Pour le 30ème anniversaire de sa mort, EMI sort le grand jeu. DVDs, intégrale de ses enregistrements studio en 70 CDs de 1949à 1969, ses plus grands opéras en 8 CDs et une compilation en 2 CDs de ses airs les plus marquants assortie d’un DVD de 12 minutes raconté par Gérad Courchelle, le spécialiste de la musique classique sur France Inter... Eternelle Maria Callas.
Trente ans après sa disparition, la fascination demeure. EMI classics édite son œuvre depuis 1949, alors l’occasion est belle pour l’éditeur de nous offrir avec le recul ce qui demeure comme l’incontournable de "la Callas". Le coffret est très intelligemment construit suivant chronologiquement la vie de Callas et les opéras clefs de sa carrière.
Le premier disque parcourt ainsi les répertoires de Puccini, Catalini, Cilea, Giordano, Verdi, Bellini pour finir sur la longue scène qui introduit l’héroïne tragique du chef d’œuvre de Donizetti, Lucia di Lammermoor qui marqua incontestablement sa carrière, tant l’expression qu’elle en a donné humainement a prouvé qu’on pouvait chanter mais aussi jouer théâtralement les opéras. Axée sur la personne de Maria Callas, la liste des morceaux choisis laisse entrevoir à la fois une forte identification avec les personnages interprétés mais également une étonnante technicité qui a fait d’elle une diva.
La Callas disait d’elle-même : ”J’ai eu le privilège de connaître une destinée extraordinaire. Je suis une créature du destin. Il s’est emparé de moi, il a tracé ma voie. Je ne m’appartiens pas mais suis le témoin extérieur de ma propre vie.” Les titres chantés font ainsi entendre une Callas tourmentée et en proie à ses rôles comme à sa vie, allant de l’émouvante prière de Tosca au récit glacial du meurtre de son ancêtre dans Turandot.

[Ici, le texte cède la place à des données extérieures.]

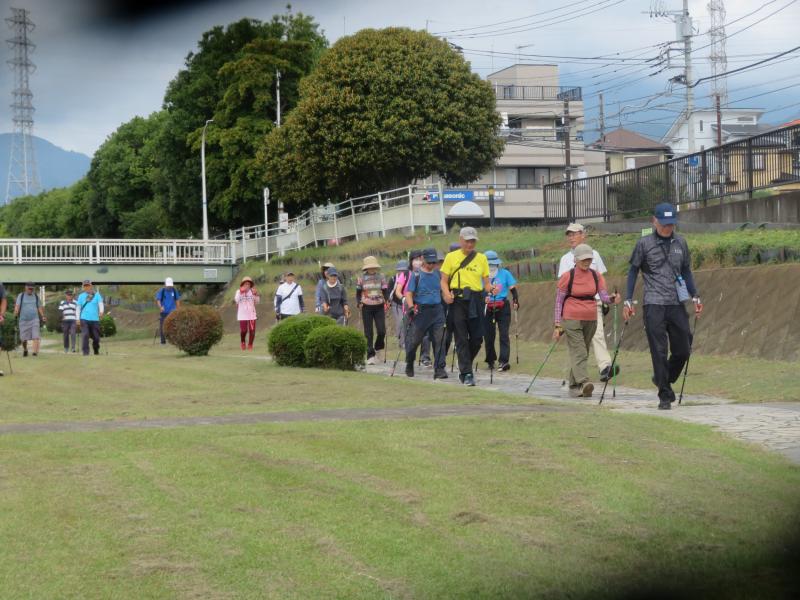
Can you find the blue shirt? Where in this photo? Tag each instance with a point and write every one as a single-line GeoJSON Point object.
{"type": "Point", "coordinates": [168, 296]}
{"type": "Point", "coordinates": [89, 309]}
{"type": "Point", "coordinates": [504, 280]}
{"type": "Point", "coordinates": [430, 287]}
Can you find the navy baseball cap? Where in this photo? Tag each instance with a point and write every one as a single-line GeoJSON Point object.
{"type": "Point", "coordinates": [666, 214]}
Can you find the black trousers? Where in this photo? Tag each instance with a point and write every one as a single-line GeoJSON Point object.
{"type": "Point", "coordinates": [667, 329]}
{"type": "Point", "coordinates": [498, 319]}
{"type": "Point", "coordinates": [467, 330]}
{"type": "Point", "coordinates": [428, 324]}
{"type": "Point", "coordinates": [374, 315]}
{"type": "Point", "coordinates": [90, 329]}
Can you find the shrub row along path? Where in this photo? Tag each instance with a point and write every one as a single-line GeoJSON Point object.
{"type": "Point", "coordinates": [775, 426]}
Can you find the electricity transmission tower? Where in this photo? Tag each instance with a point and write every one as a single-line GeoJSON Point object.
{"type": "Point", "coordinates": [23, 178]}
{"type": "Point", "coordinates": [719, 58]}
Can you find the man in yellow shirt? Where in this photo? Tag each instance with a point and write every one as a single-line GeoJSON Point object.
{"type": "Point", "coordinates": [466, 288]}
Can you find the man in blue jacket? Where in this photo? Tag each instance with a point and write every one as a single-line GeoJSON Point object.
{"type": "Point", "coordinates": [663, 258]}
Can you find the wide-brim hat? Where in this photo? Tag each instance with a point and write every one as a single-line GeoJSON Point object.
{"type": "Point", "coordinates": [583, 251]}
{"type": "Point", "coordinates": [370, 262]}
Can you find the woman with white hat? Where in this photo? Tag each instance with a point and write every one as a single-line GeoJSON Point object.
{"type": "Point", "coordinates": [246, 299]}
{"type": "Point", "coordinates": [576, 315]}
{"type": "Point", "coordinates": [372, 297]}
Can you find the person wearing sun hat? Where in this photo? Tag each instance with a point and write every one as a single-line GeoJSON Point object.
{"type": "Point", "coordinates": [372, 297]}
{"type": "Point", "coordinates": [246, 298]}
{"type": "Point", "coordinates": [288, 299]}
{"type": "Point", "coordinates": [334, 298]}
{"type": "Point", "coordinates": [663, 257]}
{"type": "Point", "coordinates": [576, 315]}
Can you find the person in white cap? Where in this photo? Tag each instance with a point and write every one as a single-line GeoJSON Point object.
{"type": "Point", "coordinates": [576, 234]}
{"type": "Point", "coordinates": [576, 315]}
{"type": "Point", "coordinates": [466, 289]}
{"type": "Point", "coordinates": [372, 297]}
{"type": "Point", "coordinates": [168, 299]}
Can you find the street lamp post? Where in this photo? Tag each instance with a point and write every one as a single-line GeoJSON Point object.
{"type": "Point", "coordinates": [203, 177]}
{"type": "Point", "coordinates": [491, 206]}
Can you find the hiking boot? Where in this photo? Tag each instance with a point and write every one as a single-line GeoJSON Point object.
{"type": "Point", "coordinates": [607, 374]}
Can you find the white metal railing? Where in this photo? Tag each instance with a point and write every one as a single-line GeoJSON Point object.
{"type": "Point", "coordinates": [403, 208]}
{"type": "Point", "coordinates": [97, 251]}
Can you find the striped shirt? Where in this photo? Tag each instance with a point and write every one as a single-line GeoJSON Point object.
{"type": "Point", "coordinates": [68, 309]}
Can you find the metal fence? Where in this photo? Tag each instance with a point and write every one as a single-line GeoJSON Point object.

Le deuxième CD commence par la pierre angulaire de sa carrière, Norma de Bellini, chanté quatre-vingt dix fois par Maria Callas. Puis s’enchaînent, Verdi et Rossini avec une attention particulière portée à un des deux seuls rôles comiques qu’elle a interprété : la malicieuse Rosina du Barbier de Séville. Mais la petite surprise vient de la suite. L’éditeur phonographique opte pour finir exclusivement cette compilation avec des opéras français. Défilent ainsi Gluck, Bizet (avec un enregistrement studio de Carmen qui laisse imaginer ce que Maria aurait pu en faire sur scène), Massenet, Saint-Saëns, Charpentier sans oublier Gounod qui clôt ce disque avec le fameux air des bijoux de Faust . Ce parcours presque géographique est là pour nous rappeler que si Maria est née américaine, celle-ci finira sa vie en France, recluse quasiment seule dans son appartement parisien de la rue Mandel où elle mourra d’une crise cardiaque.
Le film de 12 minutes intitulé La Vie et le Destin de Maria Callas, rien que ça, est constitué d’extraits de Maria Callas : Life and art et de Maria Callas at Covent Garden, deux films déjà édités en 1999 et 2002 chez EMI. Gérard Courchelle se contente simplement de narrer les grandes étapes clés de la vie de la Callas en reliant les interviews et témoignages entre eux... Pas de grande surprise, même s’il est toujours agréable de revoir des extraits de ses chants. On pourrait regretter l’absence de regard journalistique due à un format qui ne permet que d’être très superficiel… Imaginer raconter la vie et le destin de la Callas en 12 minutes est un beau défi qui ne donne qu’un étrange avant-goût. Le film ressemble davantage à un diaporama biographique qu’à un documentaire. Les entretiens en américain ne sont pas toujours sous-titrés, ni traduits, une finition regrettable qui laisse penser que le documentaire s’adresse peut-être davantage à la nouvelle génération qu’à celle qui l’a vraiment connue qui n’est pas forcément anglophone. On est pourtant sûr que Gérard Courchelle aurait pu la traduire notamment quand elle s’exprime en interview sur son légendaire tempérament. Une petit bug au montage ?...
Qu’importe en définitive, cette compilation cohérente atteint son but, elle est une judicieuse introduction à ceux qui veulent approcher et découvrir l’univers de la Callas. Les deux disques avec 33 titres permettent d’explorer les différents répertoires de la diva, de vibrer avec elle sur les airs les plus connus, tout en rêvant avec le DVD à celle qui calqua souvent sa vie sur ses opéras : la légende est parfaitement entretenue. Une compilation réussie de la Callas qui devrait vous donner l’envie de découvrir les opéras entiers.